BRUCE Hancock knows firsthand the lasting beneficial effect Legacy has on the families of Australian service personnel.
Legacy is one of the charity partners, along with the Cronulla War Widows Guild, in the 2015 Australia Day celebrations.
Mr Hancock was three when his ex-serviceman father died.
"My mother was 28, with four children under nine, when my father died in March 1950," Mr Hancock said.
"Dad had been mobilised in March 1941 and was shipped to New Guinea in July 1942. After contracting malaria, his health severely deteriorated, leading to recurring malaria, and developing chronic nephritis and ureamia.
"He was medically evacuated back to Australia in December 1942, and after much hospitalisation he was discharged 'medically unfit' in December 1943.
"After many episodes in Greenslopes Repatriation Hospital, Brisbane, my father died from the effects of chronic nephritis and uraemia in March 1950, six months before my fourth birthday.
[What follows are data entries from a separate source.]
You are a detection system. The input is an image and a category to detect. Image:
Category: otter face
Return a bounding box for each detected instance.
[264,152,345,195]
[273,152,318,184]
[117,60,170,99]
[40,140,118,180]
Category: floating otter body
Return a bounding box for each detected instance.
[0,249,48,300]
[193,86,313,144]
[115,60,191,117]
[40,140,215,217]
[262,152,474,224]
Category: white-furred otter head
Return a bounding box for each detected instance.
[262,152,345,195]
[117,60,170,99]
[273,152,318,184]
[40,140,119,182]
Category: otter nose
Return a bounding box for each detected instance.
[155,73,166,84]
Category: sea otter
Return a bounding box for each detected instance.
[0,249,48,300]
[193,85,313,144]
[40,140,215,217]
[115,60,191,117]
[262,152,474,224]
"Because of my young age, I don't recall the scope of support provided by Legacy in those early years but I do know that it was extremely difficult for a war-widowed single parent with a young family to survive on government support alone."
Mr Hancock's mother remarried and the family moved from Queensland to Cronulla in 1956.
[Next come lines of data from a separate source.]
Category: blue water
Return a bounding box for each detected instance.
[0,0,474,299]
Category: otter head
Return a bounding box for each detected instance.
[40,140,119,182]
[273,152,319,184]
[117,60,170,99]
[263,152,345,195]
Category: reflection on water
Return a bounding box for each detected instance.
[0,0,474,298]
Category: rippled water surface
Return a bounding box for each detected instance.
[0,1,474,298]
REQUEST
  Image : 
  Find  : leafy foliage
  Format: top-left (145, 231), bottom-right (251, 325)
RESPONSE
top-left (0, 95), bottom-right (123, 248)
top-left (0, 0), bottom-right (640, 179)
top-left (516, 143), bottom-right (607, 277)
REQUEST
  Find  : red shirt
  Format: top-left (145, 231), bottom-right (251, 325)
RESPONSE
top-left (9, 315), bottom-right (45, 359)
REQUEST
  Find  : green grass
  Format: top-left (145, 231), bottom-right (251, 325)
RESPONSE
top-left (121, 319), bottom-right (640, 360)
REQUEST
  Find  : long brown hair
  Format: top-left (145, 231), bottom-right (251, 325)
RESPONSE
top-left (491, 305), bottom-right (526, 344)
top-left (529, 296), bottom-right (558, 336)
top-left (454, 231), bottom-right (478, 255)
Over the next 10 years, Legacy helped Mr Hancock and his siblings.
"Legacy was there for us in our growing years," he said.
Legacy is a uniquely Australian not-for-profit organisation, operating across each state with responsibility for just on 10,000 dependants of deceased or incapacitated Australian Defence Force personnel. Nationally, that figure is 90,000.
Legacy assisted Mr Hancock as he studied for his trade apprenticeship.
"As a mark of my gratitude to Legacy, I became a Legatee with the St George Sutherland Division of Sydney Legacy, in August 2013, to help care for the dependants of deceased and incapacitated service personnel.
"Additionally, I have provisioned for a gift to Legacy in my will to help Legacy keep the promise to future generations."
The division covers a large geographical area and contains the highest number of Legacy dependants of all the NSW divisions.
"Geographically, we cover a broad region — south of Wolli Creek out to Riverwood, down to Heathcote, and then north back along the coastline to the Cooks River.
"Within the division, we support just under 2000 dependants, including widows, children and dependants with a disability.
"While we have widows in their 80s, we are getting younger widows and children who have lost a husband and father [who served in] the latter conflicts of Iraq, East Timor and Afghanistan, so our work goes on."